Street Church specifically targets young people, a huge chunk of whom appear to be disillusioned by the church. Religious dogma and theology are no longer fashionable, with Generation Z eager to point out the flaws in conventional standards and teachings held sacred in the past. For some, the questions remain questions, but for many, the lack of answers has driven them out of the church and “into the world”, as older believers nonetheless believe.
Thus, Oreoluwa’s creation is both innovative and strategic. Street Church is not providing answers, or even claiming to. It just serves as a vehicle, bringing the scriptures directly to young Christians on their own turf – Twitter and Instagram – and in the language they are familiar with. Street Church is making Christianity mainstream, while at the same time making sure that the essence of the faith is not lost. Its resonance with young people is hinged on several factors. For one, the scriptures are in pidgin. The informal nature in which the gospel is rolled out eliminates the rigidity that sometimes characterizes orthodox evangelism; the general idea is that the Word of God should be as accessible as possible. More so, the use of popular phrases undoubtedly appeals to the average Nigerian. For instance, 2 Corinthians 11: 14, which reads, “But I am not surprised, even Satan disguises himself as an angel of light”, is simply translated to, “werey dey disguise“, a phrase that garnered popularity during the 2020 #EndSARS protests mainly engineered by young people. The translation is witty, straight to the point, and “cool”: everything a young person will have no qualms connecting and associating with.
To be fair, even though young people are complaining about the messages and methods of (orthodox) churches, some clerics are actually listening, and like Street Church, are invested in the quest to ‘glamourize’ the gospel, influence culture, and attract young people. For instance, Pastor Sam Adeyemi of the Daystar Christian Centre was one of the few clerics that used his platform to support the #EndSARS protest. A jovial and fun-loving person, Adeyemi has continuously created a persona that transcends the idea of a regular clergyman, and he remains deliberate about making young people feel seen and heard.

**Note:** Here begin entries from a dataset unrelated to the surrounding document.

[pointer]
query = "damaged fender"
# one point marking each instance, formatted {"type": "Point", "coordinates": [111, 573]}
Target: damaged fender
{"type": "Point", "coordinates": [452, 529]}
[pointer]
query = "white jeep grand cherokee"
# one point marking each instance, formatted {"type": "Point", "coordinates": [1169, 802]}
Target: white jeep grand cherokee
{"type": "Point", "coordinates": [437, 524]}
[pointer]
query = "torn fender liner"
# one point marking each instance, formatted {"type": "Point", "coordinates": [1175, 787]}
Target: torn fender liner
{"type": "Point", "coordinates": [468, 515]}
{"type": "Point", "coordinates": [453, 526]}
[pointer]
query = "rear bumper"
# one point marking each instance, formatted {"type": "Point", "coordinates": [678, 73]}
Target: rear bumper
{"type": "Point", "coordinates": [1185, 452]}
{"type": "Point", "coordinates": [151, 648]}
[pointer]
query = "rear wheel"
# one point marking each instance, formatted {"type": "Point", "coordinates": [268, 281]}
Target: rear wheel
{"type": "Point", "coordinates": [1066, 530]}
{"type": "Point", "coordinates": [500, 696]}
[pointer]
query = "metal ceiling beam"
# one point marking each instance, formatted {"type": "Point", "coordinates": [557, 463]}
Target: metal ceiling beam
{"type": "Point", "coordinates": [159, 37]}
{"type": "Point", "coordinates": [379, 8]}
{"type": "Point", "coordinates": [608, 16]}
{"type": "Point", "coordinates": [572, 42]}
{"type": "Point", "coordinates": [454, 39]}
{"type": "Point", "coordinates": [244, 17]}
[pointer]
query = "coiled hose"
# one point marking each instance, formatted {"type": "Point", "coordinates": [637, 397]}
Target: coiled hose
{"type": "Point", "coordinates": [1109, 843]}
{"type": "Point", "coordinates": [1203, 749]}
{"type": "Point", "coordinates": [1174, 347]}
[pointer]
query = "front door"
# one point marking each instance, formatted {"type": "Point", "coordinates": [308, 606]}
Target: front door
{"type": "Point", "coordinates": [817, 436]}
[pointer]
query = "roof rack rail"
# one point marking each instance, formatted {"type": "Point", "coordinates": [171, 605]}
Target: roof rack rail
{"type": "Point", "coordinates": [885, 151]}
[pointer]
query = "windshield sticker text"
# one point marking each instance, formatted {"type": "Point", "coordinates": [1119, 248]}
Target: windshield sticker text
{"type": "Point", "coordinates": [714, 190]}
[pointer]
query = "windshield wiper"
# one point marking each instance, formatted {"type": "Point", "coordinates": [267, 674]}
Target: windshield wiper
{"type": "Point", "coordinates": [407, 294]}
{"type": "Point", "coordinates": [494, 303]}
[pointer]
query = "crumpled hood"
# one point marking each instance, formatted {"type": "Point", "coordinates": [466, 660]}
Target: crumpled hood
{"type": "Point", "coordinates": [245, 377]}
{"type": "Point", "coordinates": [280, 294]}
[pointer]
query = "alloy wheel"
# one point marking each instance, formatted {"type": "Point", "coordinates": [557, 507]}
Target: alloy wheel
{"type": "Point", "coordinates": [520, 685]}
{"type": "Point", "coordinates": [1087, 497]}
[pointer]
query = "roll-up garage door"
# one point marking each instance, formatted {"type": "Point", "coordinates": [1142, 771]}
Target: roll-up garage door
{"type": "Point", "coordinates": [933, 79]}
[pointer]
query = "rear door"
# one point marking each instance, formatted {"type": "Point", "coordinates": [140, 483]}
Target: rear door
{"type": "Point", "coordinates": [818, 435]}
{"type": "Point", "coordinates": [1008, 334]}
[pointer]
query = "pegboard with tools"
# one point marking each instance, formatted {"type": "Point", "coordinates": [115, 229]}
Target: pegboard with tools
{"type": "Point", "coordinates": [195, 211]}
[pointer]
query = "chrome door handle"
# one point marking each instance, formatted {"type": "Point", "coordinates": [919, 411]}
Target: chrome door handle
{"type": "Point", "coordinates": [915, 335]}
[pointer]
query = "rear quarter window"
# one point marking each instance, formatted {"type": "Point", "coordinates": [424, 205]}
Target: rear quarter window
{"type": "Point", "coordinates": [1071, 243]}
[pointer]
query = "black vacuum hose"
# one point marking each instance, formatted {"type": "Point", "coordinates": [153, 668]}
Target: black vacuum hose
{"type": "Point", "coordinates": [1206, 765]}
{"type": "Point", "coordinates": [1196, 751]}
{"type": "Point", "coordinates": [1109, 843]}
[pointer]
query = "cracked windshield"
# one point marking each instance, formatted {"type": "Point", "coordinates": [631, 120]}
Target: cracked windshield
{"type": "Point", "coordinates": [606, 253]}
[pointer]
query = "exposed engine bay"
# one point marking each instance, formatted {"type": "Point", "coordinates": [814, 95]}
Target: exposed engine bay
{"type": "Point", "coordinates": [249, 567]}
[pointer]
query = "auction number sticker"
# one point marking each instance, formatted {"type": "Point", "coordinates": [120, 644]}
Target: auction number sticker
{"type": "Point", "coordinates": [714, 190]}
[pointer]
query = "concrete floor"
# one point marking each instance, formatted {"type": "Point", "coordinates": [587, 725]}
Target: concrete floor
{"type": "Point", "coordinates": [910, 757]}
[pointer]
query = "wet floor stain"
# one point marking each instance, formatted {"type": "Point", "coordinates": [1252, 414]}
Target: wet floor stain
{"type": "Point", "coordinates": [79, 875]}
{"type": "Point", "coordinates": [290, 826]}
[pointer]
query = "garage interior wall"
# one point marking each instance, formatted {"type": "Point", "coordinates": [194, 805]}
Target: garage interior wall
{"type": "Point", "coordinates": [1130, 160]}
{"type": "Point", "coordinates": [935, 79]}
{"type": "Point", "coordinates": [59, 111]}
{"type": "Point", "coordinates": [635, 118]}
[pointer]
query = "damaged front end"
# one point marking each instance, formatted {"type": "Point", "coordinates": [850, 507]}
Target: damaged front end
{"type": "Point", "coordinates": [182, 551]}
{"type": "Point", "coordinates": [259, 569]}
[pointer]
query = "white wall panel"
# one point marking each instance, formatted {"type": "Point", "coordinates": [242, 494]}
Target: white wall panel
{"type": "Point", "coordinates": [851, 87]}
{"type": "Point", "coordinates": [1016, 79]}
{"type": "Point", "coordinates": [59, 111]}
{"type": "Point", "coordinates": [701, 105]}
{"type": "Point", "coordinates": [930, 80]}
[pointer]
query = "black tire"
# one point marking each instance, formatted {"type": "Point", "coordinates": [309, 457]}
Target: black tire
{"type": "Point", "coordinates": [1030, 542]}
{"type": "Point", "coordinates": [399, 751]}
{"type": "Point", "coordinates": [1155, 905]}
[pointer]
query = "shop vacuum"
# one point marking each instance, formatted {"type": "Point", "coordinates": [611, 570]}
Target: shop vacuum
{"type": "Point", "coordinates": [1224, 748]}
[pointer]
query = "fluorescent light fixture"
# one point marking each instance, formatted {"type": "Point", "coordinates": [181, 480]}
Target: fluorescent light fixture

In a similar fashion, Pastor Godman Akinlabi’s Elevation Church is well-regarded for its pro-youth stance. In the aftermath of the ban on Twitter by President Muhammadu Buhari, Akinlabi signed a statement urging the government to reconsider its position, taking cognizance of what Twitter means to Nigerian youths. This is unsurprising as The Lifepointe Church, the youth expression of the Elevation Church, is specifically designed to cater to young people who are trying to embrace faith. Tucked away at Remi Olowude Street in the Lekki area of Lagos, worship at The Lifepointe Church is conducted in a dimly-lit room; members of the choir are referred to as “the band” and the church’s ministers are upwardly-mobile young people that embody success by mainstream standards.
For Street Church, there is the concern that the weight of the Christian doctrine could be lost in the “flippancy” that characterizes the platform’s content. However, that might just be unnecessarily alarmist. Oreoluwa is no stranger to the gospel. Born to two evangelist parents, he grew up under the shadow of the cross. According to him, the idea for Street Church came from inspiration drawn from personal fellowship with God. In response to the question of the informality of his approach and the dangers with it, he says that “God is the coolest”, inferring that there hardly exists any dichotomy between being cool and being righteous.
A lot of people may disagree with Street Church’s methods. However, the impact of the movement is undeniable. If previous methods were alienating a younger demographic, then something definitely had to be done. While the gospel cannot change, its methods of conveyance can. That, exactly, is what Street Church is doing.